Ces ministres qui vont mettre la main à la poche

Par P.M. (Avec AFP), le 17 février 2005 à 16h55 , mis à jour le 17 février 2005 à 17h12

Suite à la décision du Premier ministre de fixer des plafonds quant à la superficie des appartements loués par l'Etat pour certains ministres, trois d'entre eux vont désormais régler une partie de leur loyer.
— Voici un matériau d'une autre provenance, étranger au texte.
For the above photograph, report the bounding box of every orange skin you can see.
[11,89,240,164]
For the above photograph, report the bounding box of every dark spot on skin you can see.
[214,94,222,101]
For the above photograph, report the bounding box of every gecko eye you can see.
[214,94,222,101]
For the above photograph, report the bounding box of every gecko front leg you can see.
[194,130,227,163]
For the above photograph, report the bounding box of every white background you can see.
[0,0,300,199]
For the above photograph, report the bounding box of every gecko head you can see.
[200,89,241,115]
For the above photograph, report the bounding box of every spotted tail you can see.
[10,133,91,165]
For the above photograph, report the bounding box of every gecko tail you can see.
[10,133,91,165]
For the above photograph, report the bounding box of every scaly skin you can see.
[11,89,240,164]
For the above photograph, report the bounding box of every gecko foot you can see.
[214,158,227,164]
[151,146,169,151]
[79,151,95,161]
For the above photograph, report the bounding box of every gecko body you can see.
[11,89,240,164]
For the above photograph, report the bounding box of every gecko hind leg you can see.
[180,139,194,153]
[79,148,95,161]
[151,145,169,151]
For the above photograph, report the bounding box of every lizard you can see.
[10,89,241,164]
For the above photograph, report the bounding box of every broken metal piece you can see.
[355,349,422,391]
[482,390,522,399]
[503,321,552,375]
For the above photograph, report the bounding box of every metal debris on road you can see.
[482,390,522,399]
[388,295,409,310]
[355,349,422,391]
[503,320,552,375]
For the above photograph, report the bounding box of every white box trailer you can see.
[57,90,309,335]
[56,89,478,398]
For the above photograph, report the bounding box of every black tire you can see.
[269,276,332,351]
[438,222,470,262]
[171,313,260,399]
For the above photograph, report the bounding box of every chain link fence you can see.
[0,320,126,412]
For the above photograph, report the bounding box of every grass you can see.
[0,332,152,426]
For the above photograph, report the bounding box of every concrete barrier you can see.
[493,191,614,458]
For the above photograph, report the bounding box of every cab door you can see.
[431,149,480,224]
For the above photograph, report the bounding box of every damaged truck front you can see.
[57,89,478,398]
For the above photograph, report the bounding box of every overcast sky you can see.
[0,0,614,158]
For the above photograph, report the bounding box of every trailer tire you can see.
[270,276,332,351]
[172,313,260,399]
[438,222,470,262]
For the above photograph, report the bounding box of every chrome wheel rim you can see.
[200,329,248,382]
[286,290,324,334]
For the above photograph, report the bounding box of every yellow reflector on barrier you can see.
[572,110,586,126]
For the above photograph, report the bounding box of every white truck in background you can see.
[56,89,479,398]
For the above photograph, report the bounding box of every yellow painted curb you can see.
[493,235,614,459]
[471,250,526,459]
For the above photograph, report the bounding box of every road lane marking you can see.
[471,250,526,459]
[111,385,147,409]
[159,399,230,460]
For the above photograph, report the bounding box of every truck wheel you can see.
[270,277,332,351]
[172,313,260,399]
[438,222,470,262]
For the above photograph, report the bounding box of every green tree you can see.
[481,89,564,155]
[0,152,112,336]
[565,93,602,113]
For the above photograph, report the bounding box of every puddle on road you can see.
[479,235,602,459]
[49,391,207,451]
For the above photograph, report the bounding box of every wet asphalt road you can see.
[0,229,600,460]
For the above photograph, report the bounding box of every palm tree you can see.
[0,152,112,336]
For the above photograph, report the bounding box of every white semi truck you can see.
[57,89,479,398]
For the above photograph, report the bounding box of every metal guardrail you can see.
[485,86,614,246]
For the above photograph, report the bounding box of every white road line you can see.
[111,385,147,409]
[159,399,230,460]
Gaymard immeuble duplex lci © lci

Ce sont les victimes collatérales de " l'affaire " Gaymard. Jean-Pierre Raffarin ayant fixé à 80 m2, plus 20 m2 par enfant à charge, la superficie des appartements loués par l'Etat pris en charge par les deniers publics, Jean-François Copé (ministre délégué au Budget), Frédéric de Saint-Sernin (secrétaire d'Etat à l'Aménagement du territoire) et Laurent Hénart (secrétaire d'Etat à l'Insertion professionnelle des jeunes) devront désormais payer de leur poche une partie de leur loyer.

En arrivant à Bercy, Jean-François Copé n'a pas trouvé de logement de fonction disponible, Patrick Devedjian (Industrie) et François Loos (Commerce extérieur) occupant déjà les deux logements de fonction disponibles à Bercy. Le ministre délégué au budget, qui a deux enfants et en attend un troisième, occupe un logement de 190 m2 dans le VIIè arrondissement. "Il prendra naturellement à sa charge" les mètres carrés supplémentaires (soit 50 m2), a indiqué son entourage.

"Prix du marché"

Avec quatre enfants, Frédéric de Saint-Sernin pouvait, aux termes de la "jurisprudence Raffarin", disposer d'une superficie de 160 m2 payés par l'Etat. Mais n'ayant trouvé aucun logement de fonction dans son ministère situé square Desaix (XVè), le secrétaire d'Etat s'était "rabattu" dans un appartement de plus de 200 m2 dans le XVIè arrondissement de Paris. Il devra donc payer la différence.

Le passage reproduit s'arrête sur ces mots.